Berdasarkan hal tersebut maka penelitian ini dilakukan dengan tujuan untuk mengetahui bagaimana gaya komunikasi yang terjadi pada lingkungan masyarakat di desa Ambulu, baik di lingkungan ormas NU maupun ormas Muhammadiyah. Untuk menjawab rumusan masalah, penelitian ini menggunakan analisis communication style dan hight context/low context culture. Dimana gaya komunikasi seperti apa yang ada pada masyarakat NU dan Muhammadiyah, kemudian dikaitkan dengan budaya komunikasi tingkat tinggi/rendah antar keduanya.

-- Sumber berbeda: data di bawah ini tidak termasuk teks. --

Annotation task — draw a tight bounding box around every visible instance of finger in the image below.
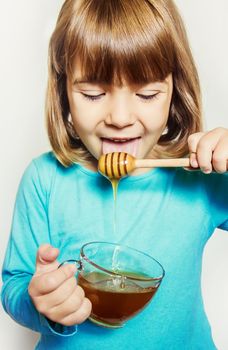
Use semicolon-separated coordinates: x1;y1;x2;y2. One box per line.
36;244;59;274
212;139;228;173
197;129;224;174
59;298;92;326
30;264;77;296
188;132;205;168
47;289;84;320
36;276;85;310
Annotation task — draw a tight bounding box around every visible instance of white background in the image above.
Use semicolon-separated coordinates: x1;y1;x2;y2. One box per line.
0;0;228;350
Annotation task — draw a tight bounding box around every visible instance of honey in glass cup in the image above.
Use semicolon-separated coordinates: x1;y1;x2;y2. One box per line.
61;242;165;328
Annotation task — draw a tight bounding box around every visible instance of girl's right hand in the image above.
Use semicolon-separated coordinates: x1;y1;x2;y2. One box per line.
28;244;92;326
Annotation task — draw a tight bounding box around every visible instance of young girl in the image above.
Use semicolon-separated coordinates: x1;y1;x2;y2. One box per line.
2;0;228;350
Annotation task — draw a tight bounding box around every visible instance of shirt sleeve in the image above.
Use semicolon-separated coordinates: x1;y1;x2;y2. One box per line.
1;161;76;336
204;173;228;231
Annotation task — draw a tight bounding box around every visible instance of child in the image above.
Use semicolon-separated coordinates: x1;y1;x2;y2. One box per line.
2;0;228;350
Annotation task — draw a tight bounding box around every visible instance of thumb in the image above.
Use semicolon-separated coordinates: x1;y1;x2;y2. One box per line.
36;244;59;273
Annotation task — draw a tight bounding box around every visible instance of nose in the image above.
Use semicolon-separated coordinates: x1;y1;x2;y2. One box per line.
105;99;135;129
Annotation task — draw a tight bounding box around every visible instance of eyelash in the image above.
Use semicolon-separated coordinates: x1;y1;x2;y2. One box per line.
82;93;158;101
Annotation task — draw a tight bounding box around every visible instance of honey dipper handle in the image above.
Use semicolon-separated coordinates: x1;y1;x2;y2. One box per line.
135;158;190;168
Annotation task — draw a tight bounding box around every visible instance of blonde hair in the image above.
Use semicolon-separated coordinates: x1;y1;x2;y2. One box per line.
46;0;202;166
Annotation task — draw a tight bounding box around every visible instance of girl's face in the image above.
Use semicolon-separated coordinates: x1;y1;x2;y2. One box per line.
67;64;173;172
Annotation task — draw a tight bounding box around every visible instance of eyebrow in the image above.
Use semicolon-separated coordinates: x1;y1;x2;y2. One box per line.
73;78;105;85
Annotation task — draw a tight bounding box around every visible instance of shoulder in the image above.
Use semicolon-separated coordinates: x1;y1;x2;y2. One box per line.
20;152;62;198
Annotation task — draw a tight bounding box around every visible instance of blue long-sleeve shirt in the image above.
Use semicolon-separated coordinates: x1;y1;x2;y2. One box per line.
1;153;228;350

Gaya komunikasi asertif dilakukan oleh masyarakat desa Ambulu baik pada ormas NU maupun Muhammadiyah yang berada pada tingkatan yang sama karena komunikasi yang terjadi pada tingkatan yang sama bersifat seimbang, tidak ada yang lebih dominan antara satu dengan yang lainnya. Gaya komunikasi pasif diterapkan dalam komunikasi seorang masyarakat biasa dan remaja kepada kiyai, atau dari remaja kepada masyarakat yang lebih tua dan kiyai. Berdasarkan analisis mengenai gaya komunikasi masyarakat NU dan Muhammadiyah yang dikaitkan dengan budaya konteks tinggi, maka memiliki kecenderungan lebih padabudaya konteks tinggi.

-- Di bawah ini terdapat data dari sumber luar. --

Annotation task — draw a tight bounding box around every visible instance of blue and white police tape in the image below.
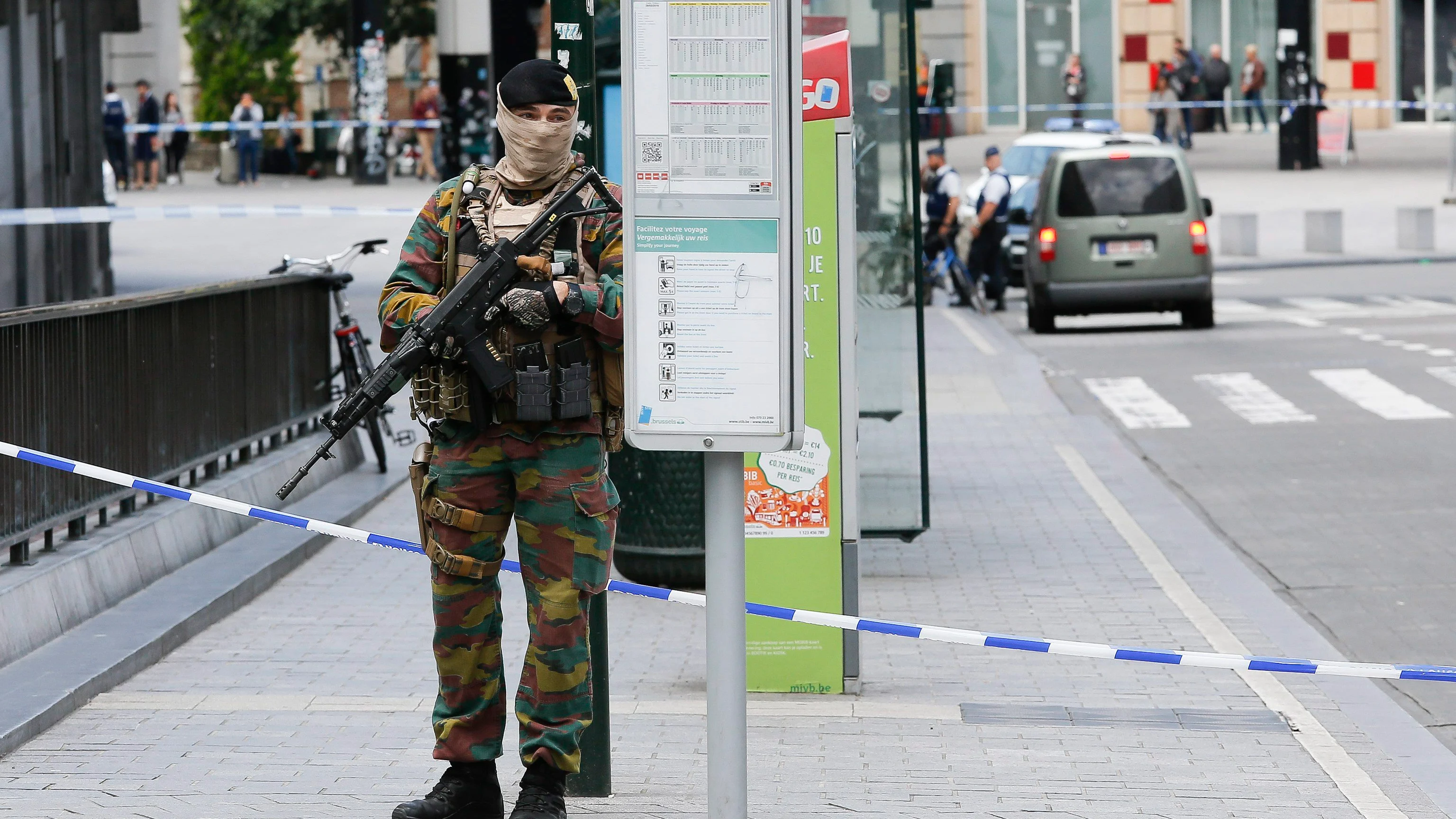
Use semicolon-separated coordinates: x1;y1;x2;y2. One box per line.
127;119;440;134
0;206;419;226
0;442;1456;682
902;99;1456;119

Gaya komunikasi pasif yang memiliki kecenderungan kepada budaya konteks tinggi. Semakin sering seseorang dihadapkan dengan situasi yang menggugah rasa toleransi, maka akan berdampak pula pada perilaku sosial masing-masing individu dalam menjalankan kehidupannya. Perilaku tersebut secara tidak sadar juga digunakan saat seseorang berkomunikasi secara asertif atau pada tingkatan yang sama. Dengan demikian akan tercipta sikap keramah-tamahan yang imbaskanya terciptanya sikap tolernsi antar sesama.